Царь проявил настойчивость и приказал объективности ради передать дело Измайлова из Тульского в Рязанский губернский суд. Но вмешательство царя не помогло. Помещик снова остался на свободе, он был оправдан, а дворовые, писавшие государю, сечены кнутом и заключены в острог. Безнаказанность Измайлова вопреки даже царской воле, конечно, с жаром обсуждалась в Москве, иначе быть не могло. И вне сомнения, Пушкин, если не участвовал сам в этих разговорах, то слышал речи об Измайлове, к примеру, в блестящем салоне Зинаиды Волконской. В ее доме действия генерала Измайлова, безусловно, вызывали глубокое возмущение.
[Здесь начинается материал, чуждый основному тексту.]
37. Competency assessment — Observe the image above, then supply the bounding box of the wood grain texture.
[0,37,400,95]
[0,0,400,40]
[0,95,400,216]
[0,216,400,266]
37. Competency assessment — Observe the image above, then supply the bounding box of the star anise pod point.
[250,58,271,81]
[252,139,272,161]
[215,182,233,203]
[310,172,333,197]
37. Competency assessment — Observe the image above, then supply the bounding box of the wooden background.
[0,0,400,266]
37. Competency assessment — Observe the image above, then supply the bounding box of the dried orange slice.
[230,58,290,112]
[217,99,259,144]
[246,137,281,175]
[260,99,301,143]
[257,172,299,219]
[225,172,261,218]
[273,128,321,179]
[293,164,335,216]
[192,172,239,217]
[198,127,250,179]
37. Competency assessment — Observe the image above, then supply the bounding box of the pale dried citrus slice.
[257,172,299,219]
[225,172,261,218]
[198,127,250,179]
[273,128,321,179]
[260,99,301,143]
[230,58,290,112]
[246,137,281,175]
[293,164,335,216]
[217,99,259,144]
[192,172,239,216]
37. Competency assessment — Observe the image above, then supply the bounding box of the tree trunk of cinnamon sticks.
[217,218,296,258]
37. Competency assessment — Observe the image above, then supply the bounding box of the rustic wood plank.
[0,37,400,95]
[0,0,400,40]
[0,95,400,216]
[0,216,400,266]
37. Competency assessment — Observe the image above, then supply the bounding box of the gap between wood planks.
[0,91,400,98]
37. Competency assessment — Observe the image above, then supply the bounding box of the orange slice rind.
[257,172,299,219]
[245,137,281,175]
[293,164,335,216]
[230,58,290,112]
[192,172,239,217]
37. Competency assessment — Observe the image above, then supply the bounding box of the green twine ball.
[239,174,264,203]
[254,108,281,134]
В «Дневнике студента» Степана Жихарева, знакомца Пушкина, описавшего потехи скандально знаменитого своего земляка, сказано, что Измайлову ничего не стоит «напоить мертвецки пьяными человек пятнадцать небогатых дворян-соседей, посадить их еле живых в большую лодку на колесах, привязав к обоим концам лодки по живому медведю, и в таком виде спустить лодку с горы в реку».

В «Дубровском» говорится:

«Случалось, что в телегу впрягали пару медведей, волею и неволею сажали в нее гостей и пускали их скакать на волю Божию».
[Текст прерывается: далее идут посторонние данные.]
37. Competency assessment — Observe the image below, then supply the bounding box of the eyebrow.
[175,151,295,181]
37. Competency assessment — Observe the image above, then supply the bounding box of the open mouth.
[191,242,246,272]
Сравнение записей в «Дневнике студента» с некоторыми строками из «Дубровского» доказывает, что общение с Жихаревым дало, видимо, Пушкину много живых красок для создания портрета Троекурова.

Конечно, в гостиных говорили о безнаказанности генерала, объясняя молодцеватый набег Измайлова на балашовские владения отнюдь не стяжательством, а запоздалой местью министру. Есть, помнится, в «Дубровском» эпизод, весьма схожий с этим: покровские мужики стали воровать у Андрея Гавриловича Дубровского лес после ссоры с ним Кириллы Петровича Троекурова.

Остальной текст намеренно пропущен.